Je déglutis. C'était énorme. Comment avons-nous pu passer à côté bon sang ?


     -Que des villages ? Demandai-je.

     -Que des villages, acquiesça-t-il.

Nous n'en étions donc qu'au début. Mais la transition allait être rapide. Meurtrière. Il nous fallait agir vite.


     -Ne t'en fais pas petit loup, il y a plusieurs clés.


Je me retournai vers le sorcier, conscient cette fois-ci que je n'avais pas parlé. Était-il capable de lire les esprits ? Il était si vieux que ça ne m'étonnerait pas. Pour toute réponse, il me fit un clin d'œil, un air mutin sur le visage. Visiblement, il tenait à ses secrets.


     -Plusieurs clés ? Demanda Amalie.


Elyas Donovan ne répondit pas. Il changea simplement de position, repliant son pied gauche contre sa cuisse tout en laissant tomber sa jambe droite dans le vide.
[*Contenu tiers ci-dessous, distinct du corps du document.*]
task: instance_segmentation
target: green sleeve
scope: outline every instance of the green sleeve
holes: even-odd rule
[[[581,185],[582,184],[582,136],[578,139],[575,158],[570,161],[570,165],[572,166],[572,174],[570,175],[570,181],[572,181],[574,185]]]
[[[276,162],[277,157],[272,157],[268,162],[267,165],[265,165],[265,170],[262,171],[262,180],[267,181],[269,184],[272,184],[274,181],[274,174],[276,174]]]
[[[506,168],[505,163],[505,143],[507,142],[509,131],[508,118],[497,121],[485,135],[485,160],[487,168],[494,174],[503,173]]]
Son regard noir se fit soudain abyssal. La magie éclata dans l'air, sombre et inquiétante avant que son visage ne redevienne neutre.

Amalie, soudain blême, se tourna vers son compagnon et glissa son visage dans son cou, visiblement secouée. Je grimaçai. Je ne savais pas ce que le sorcier venait de lui faire. Ne voulais pas le savoir.
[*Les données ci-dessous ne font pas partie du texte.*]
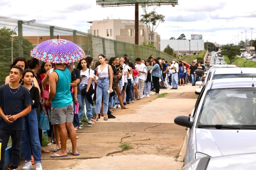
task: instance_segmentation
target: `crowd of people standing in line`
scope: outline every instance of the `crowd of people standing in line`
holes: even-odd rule
[[[128,109],[126,104],[149,97],[151,91],[157,95],[160,89],[171,85],[171,89],[177,89],[178,79],[180,86],[189,82],[195,85],[199,78],[195,70],[204,69],[203,65],[196,66],[194,61],[187,68],[175,59],[168,64],[164,59],[154,58],[153,55],[146,60],[137,58],[134,65],[127,57],[125,54],[108,60],[100,55],[93,69],[94,61],[89,56],[80,60],[76,68],[74,62],[41,64],[33,58],[27,61],[17,58],[0,91],[1,156],[4,157],[10,136],[12,169],[17,168],[21,154],[25,160],[23,169],[30,169],[35,163],[36,170],[42,169],[41,154],[50,152],[42,146],[42,131],[38,126],[41,113],[49,117],[49,145],[56,145],[51,151],[58,152],[51,157],[79,155],[76,130],[84,127],[84,116],[88,119],[88,127],[95,124],[101,115],[104,121],[115,118],[111,114],[114,109]],[[95,106],[93,107],[94,102]],[[68,137],[71,151],[67,149]],[[4,161],[0,160],[0,170]]]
Elyas Donovan était un vieux sorcier. Mais il ne fallait pas oublié qu'il était duel. Qu'il contenait autant de bienveillance que de cruauté. Sa part de noirceur était morte et l'équilibre l'avait forcé à l'intégrer, de sorte qu'ils ne fassent plus qu'un. Et si le sorcier blanc voulait visiblement nous aider, le noir n'était jamais bien loin, rôdant et punissant dès qu'il le souhaitait.

Il ne fallait pas oublier cet état de fait. Jamais.

Le rappel que nous avions eu devait servir de leçon.


     -Bien, soupirai-je. Nous avons des suspects ?


Elie grimaça, ce qui en disait long. Je soufflai avant de basculer la tête en arrière. Pas de suspects donc. Même si Mørk Dal n'était pas bien grand, enquêter sur pas loin de 1000 personnes, sans se faire repérer, et en étant seulement quatre, cinq sur le sorcier voulait bien s'amuser, était pratiquement impossible.

N'avions-nous vraiment aucun indice ?


     -Il s'agit d'une femme, déclara Elyas Donovan.

     -Comment le sais-tu ? Lui demandai-je.

     -J'ai mes petits secrets, mon petit Hauge, roucoula-t-il.


Je ne répondis pas, ne tenant pas à le titiller.

Il s'agissait donc d'une femme. D'après ce que j'avais pu voir, il y avait légèrement plus d'hommes que de femmes. Cela réduisait la liste des suspects à environ quatre cents. Ça restait énorme, mais ça me paraissait bien plus faisable.

Je me levai soudainement, conscient que rester ici ne nous amènerait rien de plus. Nous n'avions aucune piste. Alors à nous de la trouver. À nous de la débusquer.

Et pour cela, Billy serait mon meilleur allié.